The federal sequester funding reductions were effective March 1, 2013. According to the DOL, the following programs will be affected:

  • UI state administrative grants under Title III, Social Security Act
  • UI national administrative activity funding
  • The federal share of extended benefit (EB) reimbursement
  • Emergency Unemployment Compensation (EUC) benefits and administrative funding
  • Administrative funding for UCFE, UCX, and administrative funding for TRA, ATAA, and RTAA benefits under the Trade Adjustment Assistance Act.
  • Reemployment and Eligibility Assessments (REAs) for regular UI program claimants
  • EUC-related Reemployment Services and Reemployment and Eligibility Assessments
  • Federal reimbursements of state Short Time Compensation benefit costs
For extended (EB) and emergency (EUC) benefits, the reduction will be 5.1% to benefits for FY 2013; October 1, 2013 through September 30, 2013. Because of this, the actual reduction in benefits for the remainder of FY 2013 will be higher than 5.1% in order to meet the required budget savings. However, the DOL has determined that EUC and EB benefits already paid out are not subject to the reduction. Rather, it will apply to weeks of unemployment starting on or after March 31, 2013.
This means that the actual benefits reduction required by the DOL will be 10.7% starting March 31, 2013. For states that implement the cuts later, the reduction will be greater. Likewise, claimants in most states will first see a reduction in their benefits for the week ending April 6, 2013.

Unemployment Benefit Cuts (EUC & EB) Reductions

Implemented in time for unemployment week March 31-April 6 = 10.7% cut
Implemented in time for unemployment week April 28-May 4 = 12.8% cut
Implemented in time for unemployment week June 2-June 8 = 16.8% cut
Implemented in time for unemployment week June 30-July 6 = 22.2% cut

Impact of the Budget Cuts and Takeaways for Employers:

Employers should be aware that changes in federal funding to UI programs may result in employers being charged more, either in error, or through the states asking employers to assume additional costs to make up the missing funds.

Already-spread thin state workforce agencies may be ill-equipped to implement the programming and administrative changes required by the federal sequester. The reductions in administrative funding included in the federal sequester will only compound the problem. If employer UI accounts were before prone to error (estimated at 10-15% even before the recent recession put tremendous strain on state workforce agency resources) they will be even more so now.

Doug Holmes, of the UWC– Strategic Services on Unemployment & Workers’ Compensation, has indicated that the federal sequester is likely to result in significant instances of overpayments.
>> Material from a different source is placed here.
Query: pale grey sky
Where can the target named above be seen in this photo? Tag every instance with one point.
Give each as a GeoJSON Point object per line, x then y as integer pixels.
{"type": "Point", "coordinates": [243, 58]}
Employers should monitor their UI benefit charges even more closely than usual. It is also recommended that employers keep tabs on how the states and state workforce agencies plan to keep EB federal sequester reductions from being paid out of UI trust funds and erroneously charged to employer accounts.

Disclaimer:¬†This article is general in nature and is not intended to replace the guidance of an employment tax expert and/or legal professional with regards to an appropriate course of action in your particular circumstances. Please consult with a professional for appropriate advice in your case. Pursuant to IRS “Circular 230” rules, any information included herewithin is not intended or written to be used for the purpose of avoiding penalties under the federal Internal Revenue Code.